I constantly fall prey to fitness challenges and trends where people are looking to make their body look or feel a certain way. I would like to think of myself as ~mostly~ body-positive en it comes to my own body, but there are way too many days where I do not feel good about it and hope that these challenges will change that about me.


Most recently, I saw everyone on the internet, and in real life do Chloe Ting’s two-week shred. This is a two-week workout challenge based on high-intensity cardio and bodyweight based strength training. It guaranteed weight loss and muscle definition and that is exactly what I saw in lots of the people that participated. All the defined ab lines and curvier waists made me feel insecure that I didn’t have any and got me thinking about the challenge more.





During the same period, I had chosen to go a different route. Blogilates’ May Calendar was separated into four challenges, abs, glutes, arms, and legs, one for each week of the month. For each challenge, you were encouraged to take before and after photos and follow up with the differences you saw. As someone who does work out regularly, I didn’t feel much soreness and did not struggle through most of the workouts, but I believed in the plan and was highly disappointed when the results were little to none. I did feel good about working out so regularly and I was happy to have the structure, but it was just so frustrating to see that I was not able to see results that people around me did.


This got me thinking, I did what the plan said; drink a lot of water, sleep well, and eat clean but my body was not built according to a plan. As a petite person, I have always struggled to put on weight especially in the form of muscle, and the only time I had achieved that was through weight training. So there remained the important question of why I was expecting things from my body which were unrealistic based on what a Pilates instructor can achieve with her own body type and lifestyle. This meant that I needed to stop comparing myself to the people who have what I considered to be an ideal body and work on my own.





I obviously had some ideas, of who I wanted to look like based on how small I am and how happy I would have been to achieve that. I wanted to have abs like the Hadid sisters while being super strong and also doing this all without weights at home. But I soon came to realize that my fitness idols do not all look the same not all of them put in the same amount of work and not all of them are working hard to achieve the same goals. @whitneysimmons, @tallyrye, @laurabiceps, and @wellness_ed all fitness queens on their own journeys, and I needed to find my own as well. I realized I needed to find a way to save myself from the torture of constantly thinking that I have to look one way without focusing on how I was feeling.
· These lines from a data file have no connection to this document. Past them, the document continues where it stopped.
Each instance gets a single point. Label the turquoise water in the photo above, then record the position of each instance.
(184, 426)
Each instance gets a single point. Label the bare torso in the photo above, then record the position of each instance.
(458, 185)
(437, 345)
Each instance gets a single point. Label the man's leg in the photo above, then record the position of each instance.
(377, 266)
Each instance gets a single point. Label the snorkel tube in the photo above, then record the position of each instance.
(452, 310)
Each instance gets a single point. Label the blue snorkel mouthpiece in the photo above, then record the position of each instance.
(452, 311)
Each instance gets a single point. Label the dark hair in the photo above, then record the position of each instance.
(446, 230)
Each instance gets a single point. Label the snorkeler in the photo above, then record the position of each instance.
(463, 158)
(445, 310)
I am now working on creating my own notions of fitness and health to suit how I feel mentally and physically and not just how I look. People like Lizzo and Ashley Graham have proven themselves to be some of the strongest women even though they didn’t fit into the conventional norm of fit, and I want to do that at the underweighted end of the spectrum. I want to be able to look in the mirror any day of the week regardless of how much I may have exercised and be happy with what I see.





While I did have a point where I did think fitness challenges are the worst, what I have realized it is not so much the challenge but the mindset that you have going into it. It is all about making sure that you aim for goals that are healthy for you while making sure you are happy with the direction you are going in. Last but not least I want to acknowledge the fitness communities that such challenges form, the ones that keep people going and motivated towards their goals.


What are some of the viral fitness challenges that have caught your attention in the past? Share some of the steps you've taken to accept that when it comes to body type, it's not one-size-fits-all in the comments below. You're doing great!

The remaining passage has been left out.